Black-letter procedural law indicates that employment proceedings, including the pre-trial conciliation process, should not last more than six months. However, given the backlog in cases, procedures normally last between two and four years. Since the new labour tribunals – which have no case backlogs to deal with – began operations, trial times have been cut down to four months in general. However, we expect that trials will last longer once backlogs begin to build up.

7 Trends and predictions

7.1 How would you describe the current employment landscape and prevailing trends in your jurisdiction? Are any new developments anticipated in the next 12 months, including any proposed legislative reforms?

The ongoing legislative overhaul (see question 1.1) implies that there will be considerable procedural changes in the near future. There has already been a constitutional amendment to replace the conciliation and arbitration boards with labour tribunals under the judicial branch. Conciliation is now handled before trial through a compulsory pre-trial conciliation meeting. The same entity that will be responsible for conciliation will become a national registry for all unions and collective bargaining agreements.

8 Tips and traps

8.1 What are your top tips for navigating the employment regime and what potential sticking points would you highlight?

The Mexican market can seem to be very employer oriented, but legislation and court precedents are very protective of employee rights. It is important to keep this in mind, and to be proactive and keep a close eye on compliance throughout recruitment, contracting and eventual termination of employee relations.

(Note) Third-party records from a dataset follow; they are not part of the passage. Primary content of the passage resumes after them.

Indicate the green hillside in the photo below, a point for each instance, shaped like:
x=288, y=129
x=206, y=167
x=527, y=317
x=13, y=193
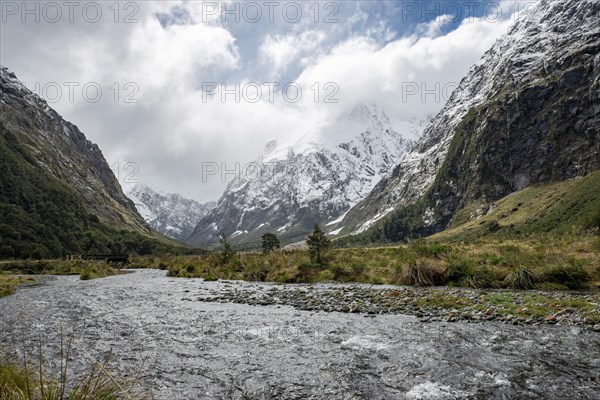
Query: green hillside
x=569, y=207
x=42, y=217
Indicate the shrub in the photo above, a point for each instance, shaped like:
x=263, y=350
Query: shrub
x=270, y=242
x=456, y=270
x=257, y=271
x=570, y=275
x=339, y=272
x=430, y=250
x=318, y=244
x=423, y=274
x=521, y=279
x=208, y=277
x=306, y=270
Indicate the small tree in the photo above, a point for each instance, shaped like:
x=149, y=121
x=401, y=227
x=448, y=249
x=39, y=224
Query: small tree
x=270, y=242
x=226, y=250
x=318, y=244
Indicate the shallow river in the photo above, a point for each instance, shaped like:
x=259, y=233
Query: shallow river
x=182, y=348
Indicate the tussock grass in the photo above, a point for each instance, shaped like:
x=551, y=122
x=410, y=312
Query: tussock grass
x=30, y=380
x=521, y=279
x=552, y=263
x=9, y=283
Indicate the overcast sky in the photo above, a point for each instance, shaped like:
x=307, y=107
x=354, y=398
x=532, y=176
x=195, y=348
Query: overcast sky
x=160, y=119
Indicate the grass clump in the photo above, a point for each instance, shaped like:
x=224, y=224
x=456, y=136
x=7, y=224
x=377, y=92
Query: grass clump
x=570, y=275
x=521, y=279
x=30, y=380
x=423, y=274
x=9, y=283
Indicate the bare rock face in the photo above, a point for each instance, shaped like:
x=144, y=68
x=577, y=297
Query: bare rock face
x=526, y=113
x=58, y=194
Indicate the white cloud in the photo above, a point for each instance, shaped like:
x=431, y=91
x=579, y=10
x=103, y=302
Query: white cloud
x=171, y=131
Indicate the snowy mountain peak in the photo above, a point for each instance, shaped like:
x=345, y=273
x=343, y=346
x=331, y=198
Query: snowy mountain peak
x=169, y=213
x=320, y=175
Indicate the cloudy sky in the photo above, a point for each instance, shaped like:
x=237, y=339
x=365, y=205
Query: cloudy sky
x=163, y=117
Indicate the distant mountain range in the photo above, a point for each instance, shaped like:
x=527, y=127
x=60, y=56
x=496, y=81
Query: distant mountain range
x=170, y=214
x=314, y=178
x=526, y=113
x=58, y=194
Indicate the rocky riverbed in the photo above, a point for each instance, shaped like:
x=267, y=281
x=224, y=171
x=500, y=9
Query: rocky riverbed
x=428, y=304
x=189, y=339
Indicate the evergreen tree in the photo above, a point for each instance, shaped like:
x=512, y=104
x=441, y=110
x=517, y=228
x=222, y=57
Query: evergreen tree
x=318, y=244
x=270, y=242
x=227, y=252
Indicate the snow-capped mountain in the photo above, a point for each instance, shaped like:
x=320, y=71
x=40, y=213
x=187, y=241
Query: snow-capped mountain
x=526, y=113
x=313, y=178
x=170, y=214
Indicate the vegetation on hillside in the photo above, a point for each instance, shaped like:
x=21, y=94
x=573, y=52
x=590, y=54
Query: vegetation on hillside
x=543, y=263
x=41, y=217
x=570, y=207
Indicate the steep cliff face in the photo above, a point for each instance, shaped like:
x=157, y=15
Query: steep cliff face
x=314, y=178
x=58, y=195
x=526, y=113
x=171, y=214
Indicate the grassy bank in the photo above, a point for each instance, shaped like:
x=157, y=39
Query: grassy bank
x=549, y=263
x=8, y=283
x=86, y=269
x=30, y=379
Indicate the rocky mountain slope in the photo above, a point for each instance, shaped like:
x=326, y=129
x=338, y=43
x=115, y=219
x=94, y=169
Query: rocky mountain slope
x=58, y=194
x=526, y=113
x=170, y=214
x=315, y=178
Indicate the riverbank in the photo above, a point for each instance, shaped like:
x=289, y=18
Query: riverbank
x=545, y=263
x=181, y=347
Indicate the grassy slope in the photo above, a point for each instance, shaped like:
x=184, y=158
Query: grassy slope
x=41, y=217
x=568, y=207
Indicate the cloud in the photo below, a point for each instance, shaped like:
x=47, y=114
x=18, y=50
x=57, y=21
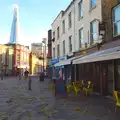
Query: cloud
x=27, y=39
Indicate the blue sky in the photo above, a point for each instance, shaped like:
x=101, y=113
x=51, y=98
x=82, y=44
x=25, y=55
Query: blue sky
x=36, y=17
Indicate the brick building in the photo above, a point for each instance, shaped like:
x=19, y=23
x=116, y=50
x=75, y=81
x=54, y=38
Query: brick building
x=95, y=42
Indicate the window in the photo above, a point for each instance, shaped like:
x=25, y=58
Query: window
x=94, y=31
x=116, y=22
x=69, y=20
x=64, y=47
x=81, y=41
x=70, y=44
x=53, y=52
x=80, y=8
x=58, y=51
x=63, y=26
x=58, y=32
x=93, y=3
x=53, y=34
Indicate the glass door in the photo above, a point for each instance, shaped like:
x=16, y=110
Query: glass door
x=117, y=75
x=110, y=78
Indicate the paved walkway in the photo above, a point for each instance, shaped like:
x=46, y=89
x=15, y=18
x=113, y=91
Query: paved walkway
x=17, y=103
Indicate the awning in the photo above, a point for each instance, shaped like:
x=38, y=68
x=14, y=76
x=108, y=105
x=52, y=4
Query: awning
x=67, y=62
x=108, y=54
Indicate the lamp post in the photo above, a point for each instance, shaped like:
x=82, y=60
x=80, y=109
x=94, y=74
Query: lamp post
x=2, y=65
x=44, y=51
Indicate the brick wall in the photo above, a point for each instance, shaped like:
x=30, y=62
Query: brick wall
x=107, y=6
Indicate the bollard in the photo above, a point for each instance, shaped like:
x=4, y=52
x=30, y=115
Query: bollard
x=29, y=83
x=1, y=77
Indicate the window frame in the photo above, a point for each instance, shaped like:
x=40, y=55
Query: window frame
x=53, y=34
x=58, y=50
x=54, y=52
x=70, y=43
x=63, y=26
x=70, y=20
x=113, y=21
x=92, y=6
x=58, y=32
x=92, y=31
x=80, y=38
x=64, y=47
x=80, y=9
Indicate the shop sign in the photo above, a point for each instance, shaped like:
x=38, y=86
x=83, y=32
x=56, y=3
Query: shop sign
x=54, y=61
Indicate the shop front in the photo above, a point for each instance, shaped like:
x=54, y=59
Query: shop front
x=67, y=68
x=102, y=68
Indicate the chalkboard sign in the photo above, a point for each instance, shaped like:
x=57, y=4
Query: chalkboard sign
x=60, y=88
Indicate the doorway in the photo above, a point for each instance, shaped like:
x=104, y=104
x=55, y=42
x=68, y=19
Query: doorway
x=110, y=77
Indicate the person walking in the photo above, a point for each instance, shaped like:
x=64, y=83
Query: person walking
x=26, y=73
x=2, y=73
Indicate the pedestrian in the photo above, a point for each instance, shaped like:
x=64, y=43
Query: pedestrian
x=20, y=75
x=26, y=73
x=2, y=73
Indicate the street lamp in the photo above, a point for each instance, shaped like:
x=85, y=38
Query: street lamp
x=44, y=51
x=101, y=33
x=2, y=65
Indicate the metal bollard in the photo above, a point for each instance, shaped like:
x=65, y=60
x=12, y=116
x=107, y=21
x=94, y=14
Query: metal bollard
x=29, y=83
x=1, y=76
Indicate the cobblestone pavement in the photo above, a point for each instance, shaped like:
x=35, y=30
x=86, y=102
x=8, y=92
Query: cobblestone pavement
x=18, y=103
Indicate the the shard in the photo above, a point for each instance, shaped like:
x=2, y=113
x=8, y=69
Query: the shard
x=14, y=35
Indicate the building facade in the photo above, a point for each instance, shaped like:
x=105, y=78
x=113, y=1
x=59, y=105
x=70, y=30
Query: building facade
x=37, y=48
x=95, y=45
x=49, y=56
x=35, y=64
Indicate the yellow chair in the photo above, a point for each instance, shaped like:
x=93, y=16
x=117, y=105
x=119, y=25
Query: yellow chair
x=69, y=88
x=89, y=88
x=117, y=99
x=76, y=87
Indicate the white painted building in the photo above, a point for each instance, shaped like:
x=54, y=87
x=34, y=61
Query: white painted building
x=76, y=28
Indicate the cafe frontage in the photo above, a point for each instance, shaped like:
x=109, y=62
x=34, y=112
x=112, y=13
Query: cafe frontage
x=102, y=68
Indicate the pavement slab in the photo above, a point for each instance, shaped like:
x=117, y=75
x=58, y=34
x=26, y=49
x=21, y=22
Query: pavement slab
x=18, y=103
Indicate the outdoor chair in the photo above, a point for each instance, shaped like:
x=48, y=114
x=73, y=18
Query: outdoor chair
x=69, y=87
x=89, y=88
x=76, y=87
x=117, y=99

Ensuring a healthy working environment and prioritising compliance and employee welfare, with market-consistent benefits, is the best way to prevent labour disputes from arising and achieve a corporation's full potential.

When terminating employees, it is often more cost effective to pay legal severance and execute a termination agreement than to enter into a labour dispute, given that the trial contingency often exceeds the initial cost of severance and the courts will seek whenever possible to benefit the employee.

It is also important to keep in mind that legal reforms have drastically changed the way that unions and employers can negotiate on collective bargaining agreements. The process of registering new collective bargaining agreements or revisions to existing agreements requires proof that all employees were consulted and voted in favour of the relevant content. This has resulted in a significant shift in how union and employee relations are handled within HR, legal and industrial relations departments.

The content of this article is intended to provide a general guide to the subject matter. Specialist advice should be sought about your specific circumstances.